Aid agencies say there are 250,000 people trapped in the battle zone, but the government says the number is half of that.
 
Late on Thursday, President Mahinda Rajapaksa told U.N. Secretary-General Ban Ki-moon that the military operation would proceed while ensuring civilians are kept safe, the president's office said in a statement.
 
The Tigers, once widely regarded as one of the world's most ruthlessly effective guerrilla organizations, are now nearing defeat, analysts say. Rajapaksa this week said the ground war could be over in days.
 
Asked how long it would take to finish the war, Nanayakkara said: "We are going to do it as fast as possible.

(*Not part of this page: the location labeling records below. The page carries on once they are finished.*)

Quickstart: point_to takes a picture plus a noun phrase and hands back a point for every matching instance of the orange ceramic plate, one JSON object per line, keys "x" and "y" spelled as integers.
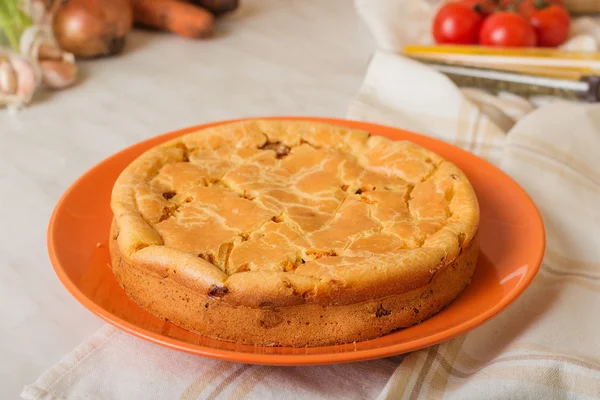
{"x": 511, "y": 236}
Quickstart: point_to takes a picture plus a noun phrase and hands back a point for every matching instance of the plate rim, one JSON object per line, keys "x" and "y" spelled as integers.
{"x": 296, "y": 359}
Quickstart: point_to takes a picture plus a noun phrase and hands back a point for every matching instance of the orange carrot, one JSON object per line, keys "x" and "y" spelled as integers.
{"x": 181, "y": 18}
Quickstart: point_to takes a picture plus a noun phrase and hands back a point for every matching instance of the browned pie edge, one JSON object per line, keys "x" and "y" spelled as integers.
{"x": 295, "y": 325}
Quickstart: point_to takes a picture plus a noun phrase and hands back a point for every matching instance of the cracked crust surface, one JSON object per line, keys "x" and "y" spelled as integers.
{"x": 292, "y": 214}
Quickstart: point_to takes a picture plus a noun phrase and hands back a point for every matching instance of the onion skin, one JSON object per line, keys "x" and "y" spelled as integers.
{"x": 92, "y": 28}
{"x": 217, "y": 7}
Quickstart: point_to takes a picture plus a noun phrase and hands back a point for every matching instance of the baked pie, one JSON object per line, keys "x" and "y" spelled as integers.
{"x": 292, "y": 233}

Let the civilians come out and then we will show how fast we'll do it."
 
Sri Lanka has said it had refused calls for a ceasefire for negotiations.
 
The United States, Britain, the European Union and others have urged the Tigers to surrender, and for both sides to stop firing temporarily to allow civilians out and aid in.
 
"There is a lot of pressure being applied right now to ensure the civilians are kept safe," said a Western diplomat who spoke on condition of anonymity.
 
Civilians
 
The pro-rebel website TamilNet.com on Friday said the military had shelled a no-fire zone the army demarcated late last month and killed 16 people.
 
It is nearly impossible to verify battlefield accounts, since independent access.
 
The United Nations on Wednesday said 52 people had been killed from shelling but it did not say who was responsible.
 
Sri Lankan military officials on Thursday said that following the fall of the Chalai base, the LTTE was now left with just 20km coastline in the northeastern district of Mullaittivu.
 
"The army has just moved into the Chalai base," a military official said..
 
"Troops are now consolidating their hold in the coastal area."
 
There was no immediate comment from the LTTE on the government claim.
 
The UN and other aid agencies say more than 250,000 civilians are still trapped in the war zone.
 
Aid groups said the last functioning hospital there was shut down on Wednesday after being shelled for the fifth time in three days.
 
The International Committee of the Red Cross said staff and patients fled the hospital after the incident.
 
Sri Lankan troops have been engaged in an all-out offensive in recent months against the LTTE, which has been fighting since 1983 to carve out a separate homeland for ethnic Tamils in the country's north and east.
 
PHOTO CAPTION
 
This picture released by Sri Lanka's ministry of defense on February 4, 2009 shows a government soldier looking at a portrait of Tigers supremo Velupillai Prabhakaran at a camp believed to be used to train Black Tiger suicide bombers.